NovelToon NovelToon

Sebelum Berpisah

Chapter - 01

"Oh, my God, Isn't that your husband?"

Lembar Putih Ayunda, terdiam mendengar bisikan waswas dalam benaknya. Padahal sesaat sebelumnya, ia merasa sangat senang karena mendapatkan project kerja sama dengan galeri miliknya.

Galeri yang benar-benar menyita waktu dan pikirannya, namun tidak untuk hari ini. Ayunda mengambil cuti untuk berlibur, sehingga ia tidak lagi mendengar bunyi telepon yang berdering, hal itu membuat pikiran Ayunda terasa sangat damai, benaknya melayang-layang bersama angin sepoi-sepoi di tengah keindahan pesona lereng gunung merapi di Sleman, Yogyakarta. Sementara sentuhan ringan dari seorang pria berdarah Jawa nan seksi yang duduk di sebelah kanannya terasa sangat lembut membelai telapak tangannya.

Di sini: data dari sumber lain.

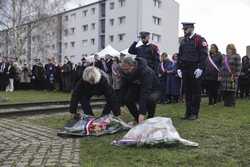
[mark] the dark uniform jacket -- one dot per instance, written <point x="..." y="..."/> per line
<point x="84" y="89"/>
<point x="50" y="71"/>
<point x="245" y="71"/>
<point x="193" y="53"/>
<point x="149" y="52"/>
<point x="144" y="78"/>
<point x="211" y="72"/>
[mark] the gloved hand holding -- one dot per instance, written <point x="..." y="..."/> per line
<point x="179" y="73"/>
<point x="198" y="72"/>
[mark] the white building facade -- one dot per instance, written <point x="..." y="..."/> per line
<point x="88" y="29"/>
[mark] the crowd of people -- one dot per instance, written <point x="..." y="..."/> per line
<point x="142" y="81"/>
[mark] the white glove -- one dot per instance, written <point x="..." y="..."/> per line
<point x="198" y="72"/>
<point x="179" y="73"/>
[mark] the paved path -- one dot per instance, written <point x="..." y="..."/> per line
<point x="25" y="145"/>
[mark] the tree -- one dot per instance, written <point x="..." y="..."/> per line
<point x="20" y="17"/>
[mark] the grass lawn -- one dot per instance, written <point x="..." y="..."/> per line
<point x="223" y="135"/>
<point x="32" y="96"/>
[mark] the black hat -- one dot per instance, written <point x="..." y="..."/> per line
<point x="144" y="34"/>
<point x="188" y="24"/>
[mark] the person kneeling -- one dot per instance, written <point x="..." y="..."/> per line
<point x="139" y="87"/>
<point x="93" y="83"/>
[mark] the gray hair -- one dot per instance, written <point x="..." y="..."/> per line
<point x="91" y="75"/>
<point x="129" y="60"/>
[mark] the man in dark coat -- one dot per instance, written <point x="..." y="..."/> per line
<point x="80" y="68"/>
<point x="3" y="74"/>
<point x="93" y="83"/>
<point x="193" y="53"/>
<point x="67" y="70"/>
<point x="38" y="76"/>
<point x="244" y="79"/>
<point x="140" y="86"/>
<point x="98" y="62"/>
<point x="50" y="74"/>
<point x="11" y="74"/>
<point x="146" y="50"/>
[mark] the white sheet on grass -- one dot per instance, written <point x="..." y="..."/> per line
<point x="154" y="131"/>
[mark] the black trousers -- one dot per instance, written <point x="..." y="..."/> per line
<point x="132" y="98"/>
<point x="192" y="91"/>
<point x="87" y="109"/>
<point x="212" y="90"/>
<point x="244" y="87"/>
<point x="229" y="98"/>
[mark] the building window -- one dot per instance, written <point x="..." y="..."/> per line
<point x="93" y="11"/>
<point x="73" y="30"/>
<point x="73" y="16"/>
<point x="65" y="45"/>
<point x="122" y="20"/>
<point x="111" y="38"/>
<point x="84" y="13"/>
<point x="93" y="26"/>
<point x="156" y="38"/>
<point x="122" y="3"/>
<point x="85" y="27"/>
<point x="33" y="38"/>
<point x="72" y="44"/>
<point x="93" y="41"/>
<point x="121" y="37"/>
<point x="157" y="20"/>
<point x="157" y="3"/>
<point x="112" y="5"/>
<point x="66" y="18"/>
<point x="53" y="46"/>
<point x="66" y="32"/>
<point x="84" y="42"/>
<point x="112" y="22"/>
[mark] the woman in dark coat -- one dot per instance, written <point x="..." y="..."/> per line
<point x="67" y="70"/>
<point x="244" y="79"/>
<point x="173" y="81"/>
<point x="212" y="69"/>
<point x="230" y="72"/>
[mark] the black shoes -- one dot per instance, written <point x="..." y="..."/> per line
<point x="191" y="117"/>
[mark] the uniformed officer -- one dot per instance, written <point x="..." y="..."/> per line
<point x="146" y="50"/>
<point x="193" y="53"/>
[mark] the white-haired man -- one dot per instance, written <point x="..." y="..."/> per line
<point x="93" y="83"/>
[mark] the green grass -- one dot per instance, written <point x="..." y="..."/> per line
<point x="223" y="135"/>
<point x="27" y="96"/>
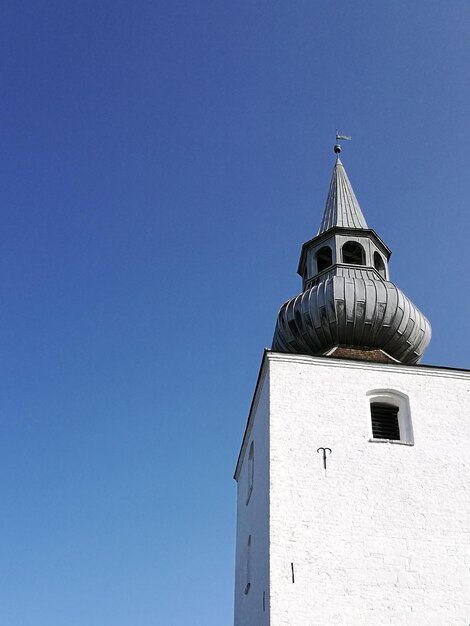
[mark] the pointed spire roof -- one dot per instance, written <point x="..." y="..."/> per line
<point x="342" y="208"/>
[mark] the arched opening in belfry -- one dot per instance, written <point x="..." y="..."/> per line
<point x="324" y="258"/>
<point x="379" y="265"/>
<point x="353" y="253"/>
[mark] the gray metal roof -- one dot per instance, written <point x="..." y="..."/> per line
<point x="352" y="311"/>
<point x="342" y="207"/>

Ayunda sangat menikmatinya, bahkan ia bertanya-tanya pada dirinya sendiri 'apa mungkin kali ini…'

Yah, tidak perlu diteruskan.

Ia menggeleng meminta maaf kepada Djiwa, pria Jawa seksi yang tengah dekat dengannya. "Maaf aku harus pergi sekarang," ucap Ayunda, kemudian Ayunda beranjak dari tempat duduknya dan pergi meninggalkan cafe di ikuti oleh Nindyra (sahabat, asisten, dan pengganggu abadinya).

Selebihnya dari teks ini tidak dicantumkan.